Nessun sospetto, insomma, che l’emersione del “Mule” trumpiano fosse il sintomo di qualcosa di più profondo. Che lo sfarinarsi dell’egemonia statunitense fosse in realtà anche la crisi del “modello capitalistico” in auge dalla caduta del Muro.

Non è bastata neanche la più frontale delle sconfitte – il ritorno di Trump alla Casa Bianca e il dilagare, stavolta, della reazione “Maga” – a far cambiare registro.

Ma il protagonismo prepotente delle destre ha cancellato la mano di vernice “buonista” stesa sul dominio di classe e sulla centralità delle imprese e dell’imperialismo euro-atlantico, mettendo allo scoperto un verminaio di problemi che va dai salari al di sotto del livello della sopravvivenza alla spesa per il riarmo, collegando fisicamente la logica dello sfruttamento inumano alla pratica del genocidio, a Gaza e altrove.

La “passività delle masse”, così gelosamente conservata nel frigo dell’assenza di conflitto e dell’assenza di alternative, ha cominciato a scongelarsi.

Qui da noi l’abbiamo visto con gli scioperi generali del 22 settembre e del 3 ottobre, le oceaniche manifestazioni che li hanno accompagnati (immensa quella del 4/10). E altrove, in Europa, con le stesse caratteristiche, persino nella Germania dove l’antisionismo è di fatto diventato un reato.

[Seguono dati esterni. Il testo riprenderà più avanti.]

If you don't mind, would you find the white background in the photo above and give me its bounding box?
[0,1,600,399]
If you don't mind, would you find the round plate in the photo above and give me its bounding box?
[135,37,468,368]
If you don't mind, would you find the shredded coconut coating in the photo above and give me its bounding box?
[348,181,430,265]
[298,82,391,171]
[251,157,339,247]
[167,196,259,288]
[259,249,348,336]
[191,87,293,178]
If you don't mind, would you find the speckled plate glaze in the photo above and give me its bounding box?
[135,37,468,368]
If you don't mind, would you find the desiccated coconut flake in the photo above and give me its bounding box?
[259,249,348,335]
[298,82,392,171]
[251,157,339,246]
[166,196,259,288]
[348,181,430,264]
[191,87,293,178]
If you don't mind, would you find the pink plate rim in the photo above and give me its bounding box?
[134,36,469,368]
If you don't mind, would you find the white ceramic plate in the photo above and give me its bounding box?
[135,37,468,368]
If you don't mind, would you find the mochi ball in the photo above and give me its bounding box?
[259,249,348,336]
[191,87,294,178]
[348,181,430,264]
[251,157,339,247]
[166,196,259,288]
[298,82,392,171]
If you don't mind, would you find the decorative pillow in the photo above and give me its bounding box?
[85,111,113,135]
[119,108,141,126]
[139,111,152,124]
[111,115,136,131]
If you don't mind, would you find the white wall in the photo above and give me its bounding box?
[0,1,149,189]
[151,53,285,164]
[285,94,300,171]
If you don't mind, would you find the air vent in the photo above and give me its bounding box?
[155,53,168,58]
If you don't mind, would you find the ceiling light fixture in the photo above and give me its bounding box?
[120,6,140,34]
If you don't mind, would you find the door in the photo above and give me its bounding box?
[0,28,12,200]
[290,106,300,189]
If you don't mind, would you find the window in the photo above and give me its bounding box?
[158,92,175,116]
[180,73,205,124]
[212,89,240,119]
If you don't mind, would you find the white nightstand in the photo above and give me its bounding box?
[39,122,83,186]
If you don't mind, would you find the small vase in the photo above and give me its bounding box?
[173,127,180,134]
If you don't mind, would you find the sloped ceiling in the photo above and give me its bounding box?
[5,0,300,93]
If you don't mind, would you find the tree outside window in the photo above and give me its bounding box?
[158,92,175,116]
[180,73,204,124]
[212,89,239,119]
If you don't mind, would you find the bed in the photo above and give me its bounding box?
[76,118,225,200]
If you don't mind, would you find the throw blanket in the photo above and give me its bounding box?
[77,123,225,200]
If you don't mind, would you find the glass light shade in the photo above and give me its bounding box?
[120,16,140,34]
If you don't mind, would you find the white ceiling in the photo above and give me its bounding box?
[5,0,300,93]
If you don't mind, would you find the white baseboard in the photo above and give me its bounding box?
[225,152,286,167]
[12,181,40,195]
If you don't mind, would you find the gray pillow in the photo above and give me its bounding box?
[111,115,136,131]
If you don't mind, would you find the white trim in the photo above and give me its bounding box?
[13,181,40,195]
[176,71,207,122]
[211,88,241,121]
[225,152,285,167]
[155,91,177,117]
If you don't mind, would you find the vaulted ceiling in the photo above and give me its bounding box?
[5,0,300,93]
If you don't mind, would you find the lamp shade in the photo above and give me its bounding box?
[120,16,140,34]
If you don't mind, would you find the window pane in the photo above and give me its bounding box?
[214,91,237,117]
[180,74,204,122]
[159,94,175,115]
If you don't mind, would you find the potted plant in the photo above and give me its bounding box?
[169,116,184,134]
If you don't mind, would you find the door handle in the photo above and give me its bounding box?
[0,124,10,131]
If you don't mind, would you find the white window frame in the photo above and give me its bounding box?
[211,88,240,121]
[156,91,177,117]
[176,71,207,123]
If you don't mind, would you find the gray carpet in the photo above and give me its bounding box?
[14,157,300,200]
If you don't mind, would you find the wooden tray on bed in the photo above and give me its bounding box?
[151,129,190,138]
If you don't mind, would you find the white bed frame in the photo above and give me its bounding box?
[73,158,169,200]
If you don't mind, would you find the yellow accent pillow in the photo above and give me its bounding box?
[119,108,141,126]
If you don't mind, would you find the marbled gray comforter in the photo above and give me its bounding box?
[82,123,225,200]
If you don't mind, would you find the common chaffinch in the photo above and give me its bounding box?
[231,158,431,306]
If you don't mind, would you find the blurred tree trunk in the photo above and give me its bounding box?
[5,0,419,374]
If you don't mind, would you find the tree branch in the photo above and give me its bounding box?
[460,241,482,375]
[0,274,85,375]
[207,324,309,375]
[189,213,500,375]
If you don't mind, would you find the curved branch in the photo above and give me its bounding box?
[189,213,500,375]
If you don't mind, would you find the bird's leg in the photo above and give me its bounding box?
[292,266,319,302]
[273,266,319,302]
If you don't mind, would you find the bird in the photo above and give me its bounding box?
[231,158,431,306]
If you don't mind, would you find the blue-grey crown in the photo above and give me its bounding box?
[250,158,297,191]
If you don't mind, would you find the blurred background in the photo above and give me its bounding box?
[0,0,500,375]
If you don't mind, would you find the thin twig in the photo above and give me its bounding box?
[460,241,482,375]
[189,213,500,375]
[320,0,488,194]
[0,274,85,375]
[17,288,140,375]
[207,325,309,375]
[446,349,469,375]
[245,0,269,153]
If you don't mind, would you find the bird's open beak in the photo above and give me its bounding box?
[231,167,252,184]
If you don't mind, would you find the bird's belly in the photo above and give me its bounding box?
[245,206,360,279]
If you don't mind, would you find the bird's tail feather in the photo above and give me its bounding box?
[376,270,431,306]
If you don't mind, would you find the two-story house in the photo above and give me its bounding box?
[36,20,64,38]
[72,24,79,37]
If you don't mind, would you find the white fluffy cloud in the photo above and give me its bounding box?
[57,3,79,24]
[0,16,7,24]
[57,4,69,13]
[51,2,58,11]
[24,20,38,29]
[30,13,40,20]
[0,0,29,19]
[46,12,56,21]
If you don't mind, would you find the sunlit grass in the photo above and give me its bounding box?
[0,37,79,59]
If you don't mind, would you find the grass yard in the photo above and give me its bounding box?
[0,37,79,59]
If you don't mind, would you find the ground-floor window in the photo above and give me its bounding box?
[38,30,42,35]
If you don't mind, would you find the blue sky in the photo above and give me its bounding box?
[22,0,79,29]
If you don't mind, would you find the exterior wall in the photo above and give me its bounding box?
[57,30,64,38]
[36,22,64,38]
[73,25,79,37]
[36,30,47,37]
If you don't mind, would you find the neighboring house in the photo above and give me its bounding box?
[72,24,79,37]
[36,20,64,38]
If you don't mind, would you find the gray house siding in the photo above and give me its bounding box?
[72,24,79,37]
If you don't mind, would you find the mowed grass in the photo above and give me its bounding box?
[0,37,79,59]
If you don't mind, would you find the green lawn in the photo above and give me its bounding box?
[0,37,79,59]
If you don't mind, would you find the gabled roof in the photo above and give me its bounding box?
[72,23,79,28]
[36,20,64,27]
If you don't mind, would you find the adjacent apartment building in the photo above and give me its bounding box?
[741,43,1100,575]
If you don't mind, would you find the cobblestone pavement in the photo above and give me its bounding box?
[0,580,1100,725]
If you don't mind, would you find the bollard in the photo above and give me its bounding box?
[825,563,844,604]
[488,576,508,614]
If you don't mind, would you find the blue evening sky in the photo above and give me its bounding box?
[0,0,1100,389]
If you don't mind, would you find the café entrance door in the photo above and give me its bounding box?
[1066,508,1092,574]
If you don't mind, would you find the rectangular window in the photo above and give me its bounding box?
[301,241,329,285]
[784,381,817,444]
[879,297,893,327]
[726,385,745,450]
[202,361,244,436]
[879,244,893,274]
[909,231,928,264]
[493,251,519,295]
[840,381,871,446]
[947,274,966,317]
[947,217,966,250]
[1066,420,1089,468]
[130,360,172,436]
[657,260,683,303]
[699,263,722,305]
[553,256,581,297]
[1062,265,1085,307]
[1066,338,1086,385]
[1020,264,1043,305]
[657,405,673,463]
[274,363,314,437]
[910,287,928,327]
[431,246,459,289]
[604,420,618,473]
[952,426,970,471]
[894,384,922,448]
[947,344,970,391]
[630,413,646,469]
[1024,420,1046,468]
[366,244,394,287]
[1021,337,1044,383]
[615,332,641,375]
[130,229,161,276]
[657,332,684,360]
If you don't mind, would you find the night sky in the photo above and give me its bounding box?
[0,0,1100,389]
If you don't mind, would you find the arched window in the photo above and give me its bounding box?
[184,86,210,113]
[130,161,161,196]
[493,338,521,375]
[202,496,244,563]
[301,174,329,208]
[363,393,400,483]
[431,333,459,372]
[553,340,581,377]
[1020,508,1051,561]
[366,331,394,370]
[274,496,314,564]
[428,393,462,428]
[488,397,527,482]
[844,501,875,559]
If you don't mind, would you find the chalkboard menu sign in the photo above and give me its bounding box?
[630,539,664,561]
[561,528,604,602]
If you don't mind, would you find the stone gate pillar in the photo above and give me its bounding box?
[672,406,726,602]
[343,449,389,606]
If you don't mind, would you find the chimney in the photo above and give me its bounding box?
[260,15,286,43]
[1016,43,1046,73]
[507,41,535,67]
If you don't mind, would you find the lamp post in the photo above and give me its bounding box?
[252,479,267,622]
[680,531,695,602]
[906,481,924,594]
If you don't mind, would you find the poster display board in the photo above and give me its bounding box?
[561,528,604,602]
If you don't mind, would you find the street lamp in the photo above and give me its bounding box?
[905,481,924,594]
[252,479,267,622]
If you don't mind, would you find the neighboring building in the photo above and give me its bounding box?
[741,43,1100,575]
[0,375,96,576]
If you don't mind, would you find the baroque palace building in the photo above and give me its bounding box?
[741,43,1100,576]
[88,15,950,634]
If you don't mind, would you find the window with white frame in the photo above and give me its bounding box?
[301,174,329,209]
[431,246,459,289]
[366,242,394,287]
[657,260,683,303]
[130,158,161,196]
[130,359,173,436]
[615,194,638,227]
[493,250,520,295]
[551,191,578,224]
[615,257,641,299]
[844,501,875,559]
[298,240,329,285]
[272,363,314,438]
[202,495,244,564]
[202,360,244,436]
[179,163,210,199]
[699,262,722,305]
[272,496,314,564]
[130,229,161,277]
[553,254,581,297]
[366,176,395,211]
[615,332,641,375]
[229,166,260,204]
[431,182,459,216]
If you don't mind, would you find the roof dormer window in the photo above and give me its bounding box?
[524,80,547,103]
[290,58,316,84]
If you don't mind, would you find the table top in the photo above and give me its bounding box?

Negli Usa, inutile ripetersi, l’esigenza di ricomporre un blocco sociale degli sfruttati e marginalizzati, ridefinire una visione del futuro sociale in grado di indirizzare la lotta anche al di là delle esigenze del momento, sfondare il tombino sotto cui era stata nascosta l’umanità che produce, ha addirittura rimesso al centro la parola maledetta: “socialismo”.

Perché davvero tertium non datur: o si esce da questa fase infernale rompendo il collare delle infinite subordinazioni, oppure ci si rassegna allo “sterminismo” (guerra nucleare, collasso ambientale e innumerevoli genocidi).

Siamo solo all’inizio. Inutile fissarsi sui singoli personaggi, cercando improbabili certezze e garanzie. Sono ancora tutti “sintomi” della fine di un’epoca – quanto meno del neoliberismo -, non la sintesi per una soluzione avanzata o arretrata.

La società si polarizza tra interessi sociali contrapposti, e la politica segue. Il “centro” evapora, per fortuna (Calenda docet..). C’è da cambiare tutto a partire da dove stiamo, ed è un compito immane. Ma inaggirabile. E’ l’ora di schierarsi e darsi da fare, non di storcere il naso e restarsene in disparte.